As for Mercy, paraffin formed part of the top layer of their githeri, which was the school’s staple food.

“We had no option but to eat it, especially since we neither had a school canteen, nor were we allowed to carry any edibles to school,” she recalls with a shrug.

Not that having a school canteen changed matters.

“We had a school canteen, alright, but the snacks they sold were not sufficient to keep one full for long, hence the need to rely on school food. And, of course, there were some meals we would never miss like Sunday supper. It was rice and meat- heavenly. But the meat was always sparingly garnished with paraffin,” says Moses, fanning his nostrils unconsciously.

“I had just joined Form One when I smelt paraffin in food for the first time. The matron had summoned me to the kitchen and in my naiveté, I assumed the paraffin was used to cook our food. I don’t know why I never connected it with the taste in my food at supper time.

“A week later, I noticed that I was not getting erections in the mornings as usual. That was enough reason for alarm. So I brought the subject up during break with my friends. It was funny the way all of us were worried about the whole thing until a senior student laughingly told us that it was as a result of the paraffin we consumed in our food,” explains Joe.

In Joe’s opinion the paraffin works.

“It is about a man’s ego and self-esteem. There is no way you are going to approach a girl when you know you cannot get it up!” jokes Joe.

But Joshua scoffs at the idea that paraffin was any good: “Paraffin did not make us desire sex any less. It was the fact that I was in an all boys’ school that made it difficult for us to meet and hit on girls that often. But we dreamt about girls all the time. In fact, for those of us who were lucky to ‘score’ during the holidays, all the paraffin that we had imbibed in school was no deterrence!

Mildred says she only came to learn that the paraffin was meant to reduce pregnancy rates in school from her schoolmates. But she says its efficacy can’t be quantified, at least in her case, because she’d never had sex before and, therefore, couldn’t miss something she had never tasted.

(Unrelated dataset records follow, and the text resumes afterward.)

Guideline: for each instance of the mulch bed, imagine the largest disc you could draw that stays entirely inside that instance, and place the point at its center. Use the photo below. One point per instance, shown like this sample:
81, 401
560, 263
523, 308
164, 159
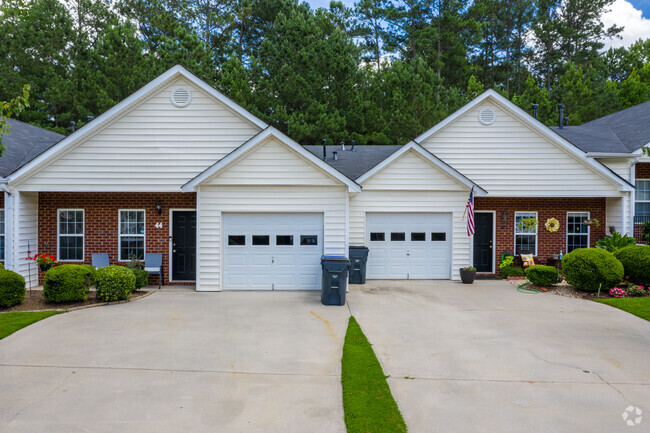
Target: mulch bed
34, 302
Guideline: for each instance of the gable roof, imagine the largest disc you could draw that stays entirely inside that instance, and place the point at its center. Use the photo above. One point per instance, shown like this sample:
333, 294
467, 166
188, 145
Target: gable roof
622, 132
119, 109
255, 141
535, 125
354, 164
428, 156
24, 142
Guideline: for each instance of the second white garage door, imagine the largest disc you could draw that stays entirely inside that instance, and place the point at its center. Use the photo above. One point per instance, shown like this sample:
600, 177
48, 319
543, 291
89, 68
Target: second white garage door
409, 245
275, 251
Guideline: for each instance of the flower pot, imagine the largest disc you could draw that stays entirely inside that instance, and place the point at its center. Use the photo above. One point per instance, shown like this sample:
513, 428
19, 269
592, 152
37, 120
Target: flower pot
467, 277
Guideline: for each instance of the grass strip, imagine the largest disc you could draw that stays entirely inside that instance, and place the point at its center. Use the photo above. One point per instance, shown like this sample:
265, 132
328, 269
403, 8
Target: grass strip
367, 401
12, 322
638, 306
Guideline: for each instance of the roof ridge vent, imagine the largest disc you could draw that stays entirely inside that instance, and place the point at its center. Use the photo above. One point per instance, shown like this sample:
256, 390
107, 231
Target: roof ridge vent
487, 116
181, 96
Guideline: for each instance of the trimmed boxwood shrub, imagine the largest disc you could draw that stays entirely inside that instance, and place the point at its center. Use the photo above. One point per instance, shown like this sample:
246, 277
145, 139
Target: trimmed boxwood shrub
636, 263
589, 268
541, 275
511, 271
141, 278
68, 283
114, 283
12, 288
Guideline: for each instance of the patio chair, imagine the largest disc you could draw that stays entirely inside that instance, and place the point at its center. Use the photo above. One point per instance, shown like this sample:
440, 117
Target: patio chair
153, 265
100, 260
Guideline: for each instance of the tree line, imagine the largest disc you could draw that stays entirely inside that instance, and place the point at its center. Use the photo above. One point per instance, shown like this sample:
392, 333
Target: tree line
380, 72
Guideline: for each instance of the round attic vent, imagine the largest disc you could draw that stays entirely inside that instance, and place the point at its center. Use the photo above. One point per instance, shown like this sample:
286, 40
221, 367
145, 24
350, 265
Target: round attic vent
487, 116
181, 97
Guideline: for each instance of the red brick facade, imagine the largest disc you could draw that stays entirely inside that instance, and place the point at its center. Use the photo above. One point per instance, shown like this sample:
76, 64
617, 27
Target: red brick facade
547, 243
101, 221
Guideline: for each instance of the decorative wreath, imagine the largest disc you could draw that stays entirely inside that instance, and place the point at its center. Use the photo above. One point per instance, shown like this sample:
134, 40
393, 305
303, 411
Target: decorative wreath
552, 225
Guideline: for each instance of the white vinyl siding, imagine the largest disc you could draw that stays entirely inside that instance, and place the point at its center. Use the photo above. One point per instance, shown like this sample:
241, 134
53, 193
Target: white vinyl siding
213, 200
132, 234
509, 159
525, 237
70, 235
153, 147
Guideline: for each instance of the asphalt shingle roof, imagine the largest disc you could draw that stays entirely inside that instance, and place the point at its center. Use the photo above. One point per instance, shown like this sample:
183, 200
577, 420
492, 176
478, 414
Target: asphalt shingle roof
621, 132
354, 164
24, 143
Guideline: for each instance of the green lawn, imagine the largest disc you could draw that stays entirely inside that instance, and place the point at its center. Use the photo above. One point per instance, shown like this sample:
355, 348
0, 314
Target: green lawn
12, 322
369, 406
637, 306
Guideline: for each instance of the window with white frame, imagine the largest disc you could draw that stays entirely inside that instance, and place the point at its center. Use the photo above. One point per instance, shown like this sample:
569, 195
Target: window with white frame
132, 234
71, 234
525, 234
2, 234
577, 233
642, 198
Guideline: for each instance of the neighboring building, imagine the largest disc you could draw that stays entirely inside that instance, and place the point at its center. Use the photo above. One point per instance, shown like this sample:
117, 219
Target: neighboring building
177, 168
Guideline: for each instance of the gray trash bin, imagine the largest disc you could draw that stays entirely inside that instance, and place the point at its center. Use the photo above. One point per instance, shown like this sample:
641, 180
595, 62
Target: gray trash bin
358, 260
335, 279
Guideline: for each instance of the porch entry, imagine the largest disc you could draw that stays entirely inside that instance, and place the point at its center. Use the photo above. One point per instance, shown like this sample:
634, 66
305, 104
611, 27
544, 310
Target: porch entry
183, 248
484, 241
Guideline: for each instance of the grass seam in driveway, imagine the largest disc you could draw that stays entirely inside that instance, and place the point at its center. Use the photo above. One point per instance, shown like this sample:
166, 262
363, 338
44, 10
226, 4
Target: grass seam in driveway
14, 321
368, 403
638, 306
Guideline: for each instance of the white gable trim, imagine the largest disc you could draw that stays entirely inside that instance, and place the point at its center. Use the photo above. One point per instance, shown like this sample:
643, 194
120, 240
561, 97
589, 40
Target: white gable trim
538, 127
118, 110
242, 150
428, 156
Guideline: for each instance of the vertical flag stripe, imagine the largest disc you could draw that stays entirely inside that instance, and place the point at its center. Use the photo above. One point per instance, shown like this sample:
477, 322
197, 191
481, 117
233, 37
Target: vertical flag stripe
470, 213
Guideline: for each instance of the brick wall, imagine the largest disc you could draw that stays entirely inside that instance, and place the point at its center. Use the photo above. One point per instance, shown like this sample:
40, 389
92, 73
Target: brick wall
101, 221
547, 243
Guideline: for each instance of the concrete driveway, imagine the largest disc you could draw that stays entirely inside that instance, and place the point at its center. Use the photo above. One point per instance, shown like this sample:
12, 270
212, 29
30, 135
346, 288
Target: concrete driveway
485, 358
179, 361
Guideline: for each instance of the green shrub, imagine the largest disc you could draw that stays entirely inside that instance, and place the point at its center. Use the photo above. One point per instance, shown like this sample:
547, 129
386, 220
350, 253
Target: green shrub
141, 278
512, 271
68, 283
591, 268
114, 283
636, 263
12, 288
541, 275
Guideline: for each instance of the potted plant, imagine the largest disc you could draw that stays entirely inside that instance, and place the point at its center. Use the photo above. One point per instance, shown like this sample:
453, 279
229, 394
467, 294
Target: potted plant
468, 274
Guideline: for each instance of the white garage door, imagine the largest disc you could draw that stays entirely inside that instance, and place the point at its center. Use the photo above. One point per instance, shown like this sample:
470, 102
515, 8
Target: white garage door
272, 251
409, 245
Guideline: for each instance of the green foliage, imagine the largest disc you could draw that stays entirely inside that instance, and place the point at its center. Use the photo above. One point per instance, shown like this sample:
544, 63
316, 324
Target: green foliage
541, 275
12, 322
367, 401
636, 263
68, 283
591, 268
512, 271
615, 242
12, 288
114, 283
141, 278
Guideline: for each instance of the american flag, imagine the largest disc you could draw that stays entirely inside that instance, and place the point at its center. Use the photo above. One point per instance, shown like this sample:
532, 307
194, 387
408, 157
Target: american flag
470, 213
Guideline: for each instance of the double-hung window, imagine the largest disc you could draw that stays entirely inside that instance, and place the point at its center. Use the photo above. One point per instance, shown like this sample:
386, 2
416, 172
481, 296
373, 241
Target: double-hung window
71, 235
525, 234
132, 234
642, 198
577, 233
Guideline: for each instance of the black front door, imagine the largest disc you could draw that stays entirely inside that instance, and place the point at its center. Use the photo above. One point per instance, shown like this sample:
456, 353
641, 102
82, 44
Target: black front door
184, 245
483, 241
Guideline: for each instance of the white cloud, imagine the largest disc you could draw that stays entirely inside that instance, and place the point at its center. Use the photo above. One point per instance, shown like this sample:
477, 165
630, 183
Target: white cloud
623, 14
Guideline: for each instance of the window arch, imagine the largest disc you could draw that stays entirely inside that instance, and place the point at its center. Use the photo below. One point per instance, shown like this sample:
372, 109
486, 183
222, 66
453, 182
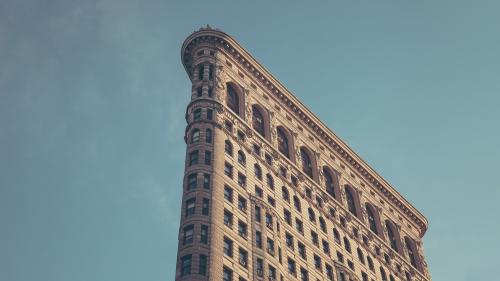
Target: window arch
351, 200
258, 122
232, 99
392, 235
195, 136
373, 221
412, 252
307, 165
331, 182
283, 142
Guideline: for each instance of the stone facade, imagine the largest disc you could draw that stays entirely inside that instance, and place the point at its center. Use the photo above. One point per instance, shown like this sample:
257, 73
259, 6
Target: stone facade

Liz, a graphic designer, remembers tasting paraffin when she was in a primary boarding school for girls, and all the way to high school.

 “There could be something to it because in high school, four of my classmates came back to school after the December holiday pregnant. Maybe that was because they were not getting paraffin in their meals at home and their hormones went haywire!” she quips, adding that girls whose families were well off, smuggled sex toys into the school anyway.

 A deputy principal of a senior boys’ high school who sought anonymity said they still doll out paraffin to ‘tame the animal.’

Mildred disagrees: “My school was run by strict Catholic nuns and barely had a history of teen pregnancy. You can only desire something you know. Looking back, one might think the paraffin must have had its effects, but truth, in my view, it is our inexperience and lack of opportunity that made us lie low.”

In one boarding school, writing letters home was banned as the parents had started getting concerned over complaints from their children that their food was being laced with paraffin. Incoming letters to the school were, therefore, read by the administration and those found to have hinted to their parents about paraffin, would be shredded and the recipient punished. The school was also very strategic in the manner it administered paraffin doses.

When parents visited school during Annual General Meetings or thanksgiving ceremonies, the food served to students would be ‘clean’ in case they demanded to see or taste it. If some parents popped by on a day when the food had been paraffin ‘injected’, they would be served teachers’ food. If they insisted on getting into the kitchen, they would be firmly advised that it was out of bounds to unauthorised personnel, parents not being an exception.

At one secondary school in Nairobi, boys nearly went on the rampage a couple of years back year when the cook ‘overdosed’ their lunch with paraffin. They threatened to burn down the dining hall unless fresh food, minus paraffin, was prepared for them. The administration obliged.

A deputy principal of a senior boys’ high school who spoke to Crazy Monday on condition of anonymity said they still doll out paraffin to ‘tame the animal’.

But does it work? Is it based on a silent order from the Ministry of Education or a tradition that has been passed on from cook to cook since the days of Carrey Francis, the legendary missionary and teacher?

In an online discussion on the smell of paraffin in food among women who went to one school, one Victoria claims, “It slowed down the hormonal action in your body so that you ‘don’t go on heat’. At least that’s what I heard, but I’ve never been able to confirm this. Would someone mind googling so we can know for sure?”

She is quickly told off by one of her mates: “If it did work, then what about the lesbians, or should we say their case had nothing to do with libido?”

Trawling through the Internet, one only finds questions, but not a single study on the link between paraffin and libido, which would not be the case if its use was backed by science.

Our universities of ‘science and technology’ should shed some light on this matter.